Silvio Berlusconi (Photo credit: Wikipedia)

Silvio Berlusconi

Silvio Berlusconi (Photo credit: Wikipedia)

Le Cavaliere écope de 7 ans de prison dans l’affaire Rubygate pour prostitution de mineur et abus de pouvoir

Silvio Berlusconi a été condamné à sept ans de prison et une interdiction à vie d’exercer un mandat public par le parquet de Milan dans l’affaire du Rubygate. L’ancien Président du Conseil italien est loin d’avoir dit son dernier mot. Il a dénoncé « un verdict violent » et a juré qu’il « résisterait à la persécution ».

Condamné pour deux délits

Le Cavaliere a été accusé d’avoir eu des relations sexuelles tarifées avec Karima Al Mahroug alias Ruby alors qu’elle était encore mineure. Silvio Berlusconi a nié avoir eu des rapports avec la jeune marocaine. Il a ajouté qu’il ignorait qu’elle était mineure lorsqu’il l’a invitée à des soirées entre février et mai 2010. Bien que Ruby a nié, l’accusation a démontré que la jeune femme se livrait à la prostitution dans la ville de Milan et avait reçu de très grosses sommes de la part du Cavaliere. Les écoutes téléphoniques ont dévoilé des détails plus que convainquant sur les « bunga-bunga », les orgies organisées au domicile de l’ancien Président du Conseil. Le procureur Ilda Boccassini a fermement dénoncé le « système de prostitution mis en place pour la satisfaction sexuelle personnelle de Silvio Berlusconi », précisant que si Ruby nie en bloc avoir eu des relations sexuelles c’est « parce qu’elle a reçu plus de 4.5 millions d’euros en trois mois ».

Le Cavaliere a également été accusé d’abus de pouvoir pour avoir usé de son statut politique pour libérer Ruby, accusée de vol. Mettant en avant le risque d’incident diplomatique il a prétendu qu’elle était de la famille d’Hosni Moubarak. Les magistrats n’ont pas accrédité cette version. Ils n’ont pas cru non plus les femmes présentes lors des orgies qui ont témoigné en faveur de Berlusconi, mettant en avant le fait qu’elles étaient toujours logées et soutenues financièrement par l’ancien Président du Conseil.

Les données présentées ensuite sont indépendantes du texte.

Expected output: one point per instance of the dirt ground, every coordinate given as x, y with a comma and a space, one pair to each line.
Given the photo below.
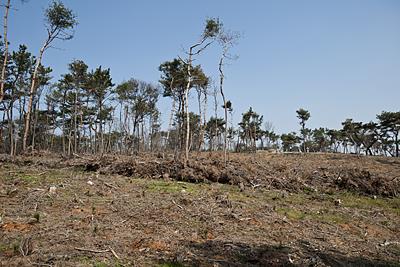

Innocent tant qu’on n’a pas prouvé qu’il est coupable

Silvio Berlusconi n’est pourtant pas encore en route pour la prison. Il sera libre et innocent aux yeux de la loi tant que le jugement de sera pas passé et validé en appel et devant la Cour de cassation, conformément à la loi italienne. Si les responsables du Peuple de la liberté (PDL) ont dénoncé « un coup d’Etat », une « justice morte », la ligne officielle du PDL consiste à dissocier le sort du gouvernement, dont il fait partie, et le sort de son leader, Silvio Berlusconi. Il n’a d’ailleurs pas manqué d’attaquer le gouvernement, se sentant trahi par son manque de soutien, lui qui espérait obtenir un poste de sénateur à vie pour échapper à toutes les poursuites judiciaires. En effet,  le Cavaliere a été condamné à quatre ans de prison par la Cour d’appel de Milan pour fraude fiscale dans le procès qui implique sa société Mediaset. La Cour de cassation devrait statuer à l’automne.

Cependant, le Cavaliere a une autre carte dans sa manche. S’il décide de retirer son soutien à son parti et au gouvernement de coalition, il pourrait provoquer la chute de celui-ci et entraîner de nouvelles élections qui le ramènerai éventuellement à la tête du gouvernement et donc lui éviter toute condamnation définitive. Depuis son entrée en politique en 1994, Silvio Berlusconi a été condamné à un total de onze ans et cinq mois de prison ferme dans plusieurs affaires sans qu’aucun jugement n’ai jamais été définitif et appliqué.